Must-Read Roundup #2
A record of worthwhile reading (and watching!)
We can’t wait to see this film, and it comes at such a critical time. This year we reached Earth Overshoot Day on August 2nd, which has moved back 4.5 months over the past 30 years—the point at which our consumption exceeds the Earth’s yearly capacity to sequester emissions and regenerate resources. Mind-boggling stuff, and incredibly important to start asking questions about what we all can do, even in the smallest capacity—to take action and to take it seriously.
Founder of sustainable fashion label ABCH Courtney Holm spoke with Cotton Australia about their local cotton farming methods—and pulls together some interesting facts and insights.
The rate at which plastic is poisoning our oceans is exponential, and marine ecosystems are suffering to the point of extinction—severe, right? “According to the U.S. Environmental Protection Agency, in one year alone, the U.S. produces a staggering 32 million tons of plastic waste and only around nine percent is recovered for recycling.” The plastic pollution is coming from you and me, and these achievable tips will help you avoid adding to the problem.
What would it take for you to remember to bring your reusable shopping bag to the supermarket?
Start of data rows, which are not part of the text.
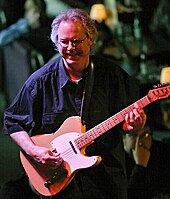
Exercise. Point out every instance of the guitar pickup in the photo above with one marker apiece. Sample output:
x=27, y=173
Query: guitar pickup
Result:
x=58, y=176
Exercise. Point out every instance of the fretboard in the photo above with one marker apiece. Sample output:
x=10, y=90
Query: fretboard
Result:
x=106, y=125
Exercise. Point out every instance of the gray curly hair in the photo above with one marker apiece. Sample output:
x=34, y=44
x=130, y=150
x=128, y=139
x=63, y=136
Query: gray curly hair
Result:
x=73, y=15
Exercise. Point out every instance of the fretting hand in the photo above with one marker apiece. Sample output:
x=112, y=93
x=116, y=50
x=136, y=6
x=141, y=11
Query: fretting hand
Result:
x=135, y=120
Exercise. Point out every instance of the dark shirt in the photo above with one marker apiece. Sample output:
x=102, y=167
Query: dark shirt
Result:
x=45, y=102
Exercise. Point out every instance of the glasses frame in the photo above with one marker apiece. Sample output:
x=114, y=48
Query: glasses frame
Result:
x=75, y=42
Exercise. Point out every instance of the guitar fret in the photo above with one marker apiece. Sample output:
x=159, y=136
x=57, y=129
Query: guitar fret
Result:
x=103, y=127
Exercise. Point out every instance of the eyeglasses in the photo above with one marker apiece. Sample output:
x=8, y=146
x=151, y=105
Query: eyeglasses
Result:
x=74, y=42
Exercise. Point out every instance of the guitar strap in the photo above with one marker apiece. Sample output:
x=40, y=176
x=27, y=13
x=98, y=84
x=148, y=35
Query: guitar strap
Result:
x=87, y=94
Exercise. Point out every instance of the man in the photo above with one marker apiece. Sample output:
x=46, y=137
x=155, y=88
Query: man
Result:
x=62, y=88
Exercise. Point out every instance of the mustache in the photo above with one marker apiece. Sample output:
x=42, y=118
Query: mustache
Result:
x=73, y=52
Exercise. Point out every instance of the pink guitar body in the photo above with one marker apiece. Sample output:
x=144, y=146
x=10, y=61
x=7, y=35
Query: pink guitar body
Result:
x=70, y=141
x=74, y=159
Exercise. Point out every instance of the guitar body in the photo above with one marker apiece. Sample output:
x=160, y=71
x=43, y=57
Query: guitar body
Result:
x=62, y=141
x=70, y=142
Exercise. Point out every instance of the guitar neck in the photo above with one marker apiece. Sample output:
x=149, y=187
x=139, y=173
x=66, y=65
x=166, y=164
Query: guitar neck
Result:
x=106, y=125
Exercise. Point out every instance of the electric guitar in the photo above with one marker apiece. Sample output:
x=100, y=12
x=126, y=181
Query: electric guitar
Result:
x=70, y=141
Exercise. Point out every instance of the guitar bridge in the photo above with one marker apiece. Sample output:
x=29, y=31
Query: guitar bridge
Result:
x=58, y=176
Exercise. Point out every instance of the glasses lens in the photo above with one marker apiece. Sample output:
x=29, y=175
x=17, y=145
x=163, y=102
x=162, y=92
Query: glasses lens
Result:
x=75, y=42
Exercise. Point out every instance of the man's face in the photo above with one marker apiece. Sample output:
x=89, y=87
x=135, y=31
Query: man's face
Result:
x=74, y=44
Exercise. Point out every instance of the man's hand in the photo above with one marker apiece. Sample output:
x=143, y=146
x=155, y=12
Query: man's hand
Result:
x=135, y=120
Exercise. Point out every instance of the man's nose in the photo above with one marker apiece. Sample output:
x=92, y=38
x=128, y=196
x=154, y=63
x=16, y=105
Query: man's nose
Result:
x=70, y=45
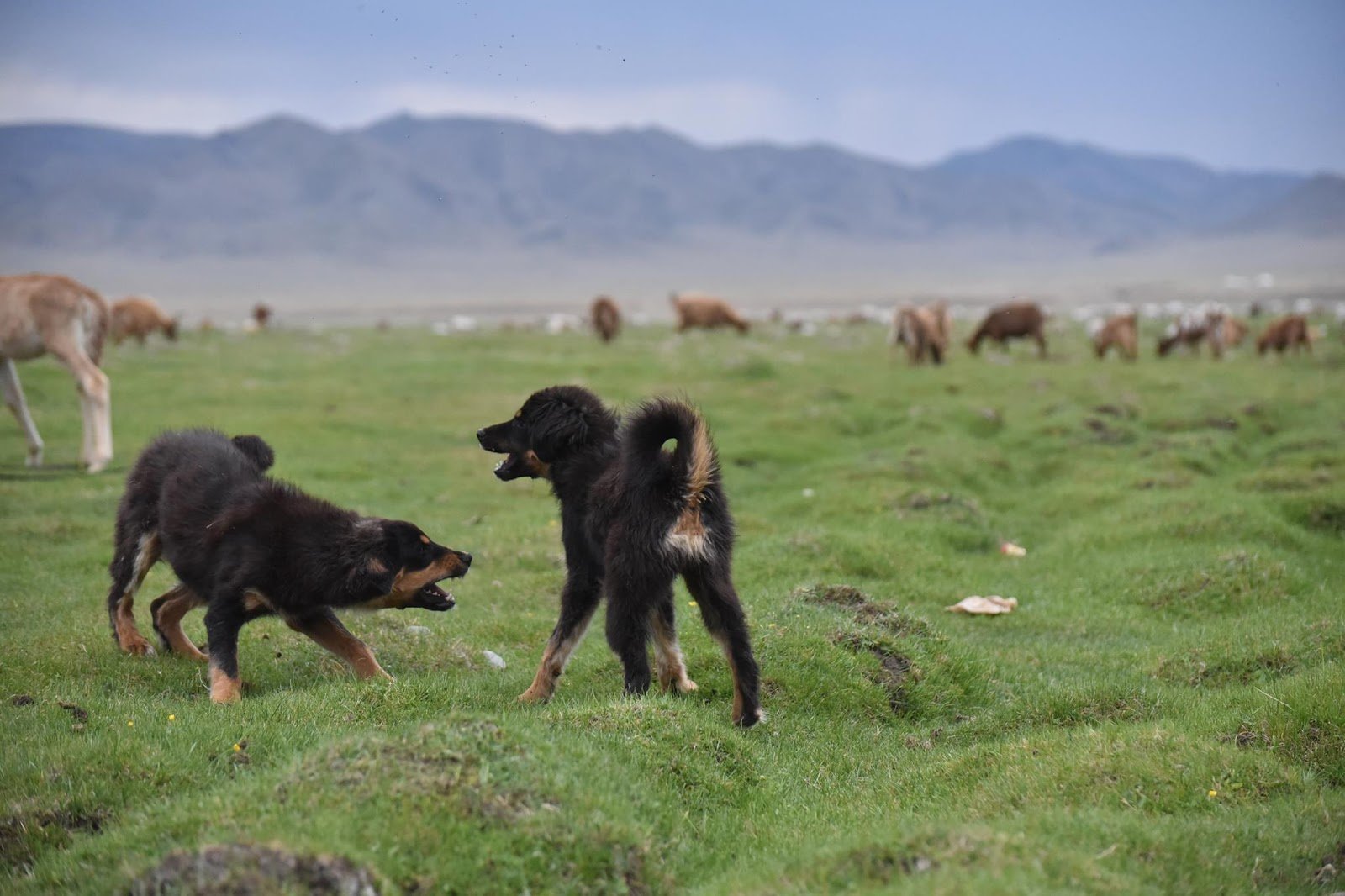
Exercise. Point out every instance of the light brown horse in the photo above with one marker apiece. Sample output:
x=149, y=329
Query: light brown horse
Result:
x=40, y=314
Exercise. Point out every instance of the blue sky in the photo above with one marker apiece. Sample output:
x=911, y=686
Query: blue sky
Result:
x=1232, y=84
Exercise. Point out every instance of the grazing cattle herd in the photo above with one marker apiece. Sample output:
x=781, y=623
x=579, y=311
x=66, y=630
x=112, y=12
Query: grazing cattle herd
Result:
x=634, y=515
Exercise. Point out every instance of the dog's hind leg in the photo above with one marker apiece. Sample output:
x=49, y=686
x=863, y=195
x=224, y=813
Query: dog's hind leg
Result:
x=630, y=600
x=224, y=619
x=723, y=614
x=167, y=613
x=331, y=634
x=669, y=663
x=578, y=599
x=132, y=561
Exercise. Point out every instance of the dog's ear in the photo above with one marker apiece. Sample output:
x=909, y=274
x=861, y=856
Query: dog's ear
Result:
x=376, y=561
x=557, y=428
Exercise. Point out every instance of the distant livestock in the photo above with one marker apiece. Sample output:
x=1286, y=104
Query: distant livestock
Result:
x=136, y=318
x=40, y=314
x=1015, y=320
x=261, y=315
x=1210, y=323
x=923, y=331
x=607, y=318
x=1289, y=331
x=1120, y=331
x=706, y=313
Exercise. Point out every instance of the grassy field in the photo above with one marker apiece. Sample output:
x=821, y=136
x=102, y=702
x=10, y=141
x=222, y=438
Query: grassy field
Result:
x=1163, y=714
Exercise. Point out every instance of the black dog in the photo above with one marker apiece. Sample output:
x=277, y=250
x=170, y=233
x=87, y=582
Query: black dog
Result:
x=246, y=546
x=634, y=517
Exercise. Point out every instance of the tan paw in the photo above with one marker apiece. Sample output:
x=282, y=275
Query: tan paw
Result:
x=685, y=687
x=138, y=647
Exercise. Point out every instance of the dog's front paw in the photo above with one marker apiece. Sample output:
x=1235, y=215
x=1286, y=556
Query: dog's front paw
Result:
x=138, y=647
x=750, y=717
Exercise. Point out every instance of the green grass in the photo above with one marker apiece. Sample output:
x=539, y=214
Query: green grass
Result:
x=1163, y=714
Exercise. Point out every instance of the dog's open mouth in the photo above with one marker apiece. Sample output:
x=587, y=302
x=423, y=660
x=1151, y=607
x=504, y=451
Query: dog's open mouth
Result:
x=511, y=467
x=434, y=598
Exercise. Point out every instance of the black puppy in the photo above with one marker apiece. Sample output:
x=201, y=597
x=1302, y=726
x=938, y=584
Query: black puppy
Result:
x=634, y=517
x=246, y=546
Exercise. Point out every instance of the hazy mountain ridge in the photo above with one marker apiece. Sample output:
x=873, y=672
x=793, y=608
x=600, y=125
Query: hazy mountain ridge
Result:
x=282, y=186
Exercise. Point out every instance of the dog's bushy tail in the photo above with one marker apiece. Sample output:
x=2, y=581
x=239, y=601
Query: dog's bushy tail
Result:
x=257, y=451
x=683, y=479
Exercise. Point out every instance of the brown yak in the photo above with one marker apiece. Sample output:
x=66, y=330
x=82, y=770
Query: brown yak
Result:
x=1015, y=320
x=1120, y=331
x=1289, y=331
x=708, y=313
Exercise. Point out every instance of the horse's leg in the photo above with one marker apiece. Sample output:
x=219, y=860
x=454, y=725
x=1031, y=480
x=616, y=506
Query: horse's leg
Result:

We make sure to keep a couple near the front door, as well as in the glove box of our car, which works for us! We’re pretty excited to hear that the major supermarkets are set to ban the bag—FINALLY!
“There is a one-word answer to why the streets of Los Angeles look so different from those of London, and why neither city resembles Tokyo: parking. For as long as there have been cars, there has been a need to store them when they are not moving—which, these days, is about 95% of the time.
Free parking is not, of course, really free. The costs of building the car parks, as well as cleaning, lighting, repairing and securing them, are passed on to the people who use the buildings to which they are attached. Restaurant meals and cinema tickets are more pricey; flats are more expensive; office workers are presumably paid less. Everybody pays, whether or not they drive.”